Lecture
Les livres sont ennuyeux à lire. Pas de libre circulation. On est invité à suivre. Le chemin est tracé, unique.
Tout différent le tableau : immédiat, total. À gauche, aussi, à droite, en profondeur, à volonté.
Pas de trajet, mille trajets, et les pauses ne sont pas indiquées. Dès qu'on le désire, le tableau à nouveau, entier. Dans un instant, tout est là. Tout, mais rien n'est connu encore. C'est ici qu'il faut commencer à LIRE.
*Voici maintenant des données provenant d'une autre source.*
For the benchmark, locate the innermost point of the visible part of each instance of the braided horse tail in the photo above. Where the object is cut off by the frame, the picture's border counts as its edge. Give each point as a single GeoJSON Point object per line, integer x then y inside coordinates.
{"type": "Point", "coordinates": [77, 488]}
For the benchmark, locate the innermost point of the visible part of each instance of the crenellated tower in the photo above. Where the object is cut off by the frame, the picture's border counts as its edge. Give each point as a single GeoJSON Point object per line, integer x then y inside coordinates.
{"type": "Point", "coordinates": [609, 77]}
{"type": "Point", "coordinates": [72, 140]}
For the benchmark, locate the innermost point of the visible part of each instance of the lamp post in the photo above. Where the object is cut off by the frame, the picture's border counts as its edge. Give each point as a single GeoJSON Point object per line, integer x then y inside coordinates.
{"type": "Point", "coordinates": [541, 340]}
Aventure peu recherchée, quoique pour tous. Tous peuvent lire un tableau, ont matière à y trouver (et à des mois de distance matières nouvelles), tous, les respectueux, les généreux, les insolents, les fidèles à leur tête, les perdus dans leur sang, les labos à pipette, ceux pour qui un trait est comme un saumon à tirer de l'eau, et tout chien rencontré, chien à mettre sur la table d'opération en vue d'étudier ses réflexes, ceux qui préfèrent jouer avec le chien, le connaître en s'y reconnaissant, ceux qui dans autrui ne font jamais ripaille que d'eux-mêmes, enfin ceux qui voient surtout la Grande Marée, porteuse à la fois de la peinture, du peintre, du pays, du climat, du milieu, de l'époque entière et de ses facteurs, des événements encore sourds et d'autres qui déjà se mettent à sonner furieusement de la cloche.
Oui, tous ont quelque chose pour eux dans la toile, même les propres à rien, qui y laissent simplement tourner leurs ailes de moulin, sans faire vraiment la différence, mais elle existe et combien instructive.
Que l'on n'attende pas trop toutefois. C'est le moment. Il n'y a pas encore de règles. Mais elles ne sauraient tarder ...(1950)
Henri Michaux, Passages (1937-1963) (Gallimard, L’Imaginaire, p. 75-76)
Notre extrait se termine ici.